Par ailleurs, un callbot va recueillir un nombre très important d’informations sur vos utilisateurs. En effet, il recueille non seulement la demande, mais surtout la manière dont la demande a été formulée. Grâce à ses capacités linguistiques, il est enfin possible d’obtenir en temps réel des informations sociolinguistiques de première main. Des experts en marketing peuvent ensuite analyser ces données et dresser un portrait précis et réaliste des utilisateurs.

Il sait des choses sur vos clients… que vous ignoriez !

Enfin, le callbot recueille aussi les demandes auxquelles il n’a pas de réponse. Ce qu’un SVI ne fait pas. Au mieux, dans les analytics de SVI, obtient-on un taux de raccroché peu explicite. Le backoffice du callbot permet donc d’agréger l’ensemble des demandes non répondues. Le responsable du callbot peut alors enrichir le dispositif de nouvelles réponses et augmenter la satisfaction du client.

Sa mise à jour ne connait pas de limite

Le SVI est d’un emploi parfait s’il est conçu pour répondre à l’utilisateur de manière immédiate, sans l’embarquer dans un parcours technique fastidieux. Par exemple, une assurance peut mettre en place un SVI pour fournir une attestation scolaire. Une demande, peu de menus, une seule fonction, le SVI sera suffisant.

Cependant, si les besoins sont plus nombreux, l’enrichissement d’un SVI posera toujours problème à cause de sa logique arborescente. Cela implique en effet de revoir tous les parcours conversationnels, de créer de nouveaux menus, sous-menus, etc.. Par ailleurs, le SVI a une limite dans son offre : on ne peut imposer à ses utilisateurs de devoir choisir parmi des dizaines de menus et de sous-menus avant d’obtenir une réponse. C’est laborieux et cela nuit même à l’image de marque. Le SVI connait donc une limite d’offre de contenus qu’un callbot est à même de gérer : ajouter des questions et des réponses consiste seulement à accroître les connaissances du bot, sans nécessiter de revoir la structure de l’information.

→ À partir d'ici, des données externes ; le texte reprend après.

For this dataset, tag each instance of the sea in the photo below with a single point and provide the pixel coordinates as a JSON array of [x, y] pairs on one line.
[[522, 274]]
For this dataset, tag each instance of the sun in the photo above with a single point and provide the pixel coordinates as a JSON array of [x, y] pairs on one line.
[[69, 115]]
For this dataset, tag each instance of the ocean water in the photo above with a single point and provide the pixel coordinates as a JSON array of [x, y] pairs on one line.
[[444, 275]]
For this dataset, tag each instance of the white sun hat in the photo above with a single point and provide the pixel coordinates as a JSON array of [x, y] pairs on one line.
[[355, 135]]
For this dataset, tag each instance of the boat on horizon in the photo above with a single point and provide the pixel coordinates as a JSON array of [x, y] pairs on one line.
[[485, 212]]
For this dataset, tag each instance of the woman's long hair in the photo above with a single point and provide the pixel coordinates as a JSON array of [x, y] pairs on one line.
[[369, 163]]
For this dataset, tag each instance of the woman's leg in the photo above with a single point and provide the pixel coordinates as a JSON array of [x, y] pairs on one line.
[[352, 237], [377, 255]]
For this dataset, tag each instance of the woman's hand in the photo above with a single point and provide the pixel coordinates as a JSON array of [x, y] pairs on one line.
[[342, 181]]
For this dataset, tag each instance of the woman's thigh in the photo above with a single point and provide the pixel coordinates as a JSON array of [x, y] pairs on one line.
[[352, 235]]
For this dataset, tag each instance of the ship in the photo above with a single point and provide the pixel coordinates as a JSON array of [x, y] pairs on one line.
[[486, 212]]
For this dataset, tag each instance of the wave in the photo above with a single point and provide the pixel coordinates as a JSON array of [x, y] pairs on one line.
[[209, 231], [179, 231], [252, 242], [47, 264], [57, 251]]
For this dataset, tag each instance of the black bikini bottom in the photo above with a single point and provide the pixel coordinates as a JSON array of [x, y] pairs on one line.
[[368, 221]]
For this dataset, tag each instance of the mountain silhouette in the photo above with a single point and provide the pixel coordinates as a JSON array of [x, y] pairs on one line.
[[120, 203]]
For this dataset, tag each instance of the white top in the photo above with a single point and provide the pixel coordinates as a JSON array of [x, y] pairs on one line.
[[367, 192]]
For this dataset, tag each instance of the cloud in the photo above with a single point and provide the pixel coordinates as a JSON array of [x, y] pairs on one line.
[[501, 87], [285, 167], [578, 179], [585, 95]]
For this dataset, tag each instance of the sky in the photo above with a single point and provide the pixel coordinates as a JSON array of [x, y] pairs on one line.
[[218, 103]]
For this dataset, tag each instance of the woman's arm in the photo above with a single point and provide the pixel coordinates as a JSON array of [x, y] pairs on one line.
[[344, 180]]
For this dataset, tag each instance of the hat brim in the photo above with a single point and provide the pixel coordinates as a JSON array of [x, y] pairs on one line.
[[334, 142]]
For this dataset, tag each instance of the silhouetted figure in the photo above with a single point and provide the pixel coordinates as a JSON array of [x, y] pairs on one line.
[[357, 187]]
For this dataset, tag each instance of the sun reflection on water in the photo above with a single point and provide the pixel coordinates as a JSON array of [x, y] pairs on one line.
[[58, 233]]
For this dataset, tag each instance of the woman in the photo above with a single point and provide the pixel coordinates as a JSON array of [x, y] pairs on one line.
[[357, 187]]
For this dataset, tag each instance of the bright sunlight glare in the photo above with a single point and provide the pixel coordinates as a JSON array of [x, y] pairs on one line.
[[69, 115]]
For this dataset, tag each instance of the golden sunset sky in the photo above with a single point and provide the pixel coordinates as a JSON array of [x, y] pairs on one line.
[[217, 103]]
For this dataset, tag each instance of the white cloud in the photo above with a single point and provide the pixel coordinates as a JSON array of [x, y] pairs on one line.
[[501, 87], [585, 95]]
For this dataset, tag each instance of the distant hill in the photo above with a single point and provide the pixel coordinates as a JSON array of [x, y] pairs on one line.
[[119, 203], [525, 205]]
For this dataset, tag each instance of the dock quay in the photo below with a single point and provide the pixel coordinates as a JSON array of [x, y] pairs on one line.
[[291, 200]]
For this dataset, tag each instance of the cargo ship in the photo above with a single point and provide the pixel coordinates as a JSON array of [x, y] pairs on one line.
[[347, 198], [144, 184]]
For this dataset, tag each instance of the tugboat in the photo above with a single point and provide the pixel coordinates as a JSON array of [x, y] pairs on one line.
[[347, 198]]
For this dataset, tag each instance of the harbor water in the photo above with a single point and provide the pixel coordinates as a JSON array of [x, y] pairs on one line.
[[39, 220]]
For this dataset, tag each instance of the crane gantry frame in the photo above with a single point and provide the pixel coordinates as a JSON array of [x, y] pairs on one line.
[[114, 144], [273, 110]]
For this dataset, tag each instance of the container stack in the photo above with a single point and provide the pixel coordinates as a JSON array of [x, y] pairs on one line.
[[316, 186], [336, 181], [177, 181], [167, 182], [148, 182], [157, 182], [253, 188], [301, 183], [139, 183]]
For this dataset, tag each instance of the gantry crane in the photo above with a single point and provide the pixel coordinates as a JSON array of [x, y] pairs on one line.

Un transfert vers l’humain à forte valeur ajoutée

Un SVI qui ne remplit pas sa tache peut éventuellement proposer à l’utilisateur un contact humain. Cependant, le conseiller qui va prendre la suite de l’appel va devoir faire répéter à l’utilisateur sa demande in extenso avant de pouvoir lui répondre. Au contraire, un callbot va transférer le client vers un conseiller, en liant l’historique de la conversation. Autrement dit, le conseiller peut rapidement lire la conversation qui a lieu entre le callbot et son client et comprendre rapidement la demande. Le client ne doit pas repartir de zéro : il est déstressé et l’image de marque de l’entreprise en est grandie.

Verdict : le callbot est le futur

Si le SVI a encore de beaux jours devant lui parce qu’il fait partie de notre environnement, avec ses défauts et ses qualités aussi, le callbot est évidemment le futur. Sa capacité à engager une conversation avec le client, et à gérer de nombreuses demandes, sans imposer à son interlocuteur un parcours technique, garantit une expérience client remarquable.

L’opportunité de recueillir des analytiques et des données en profondeur est également un atout important.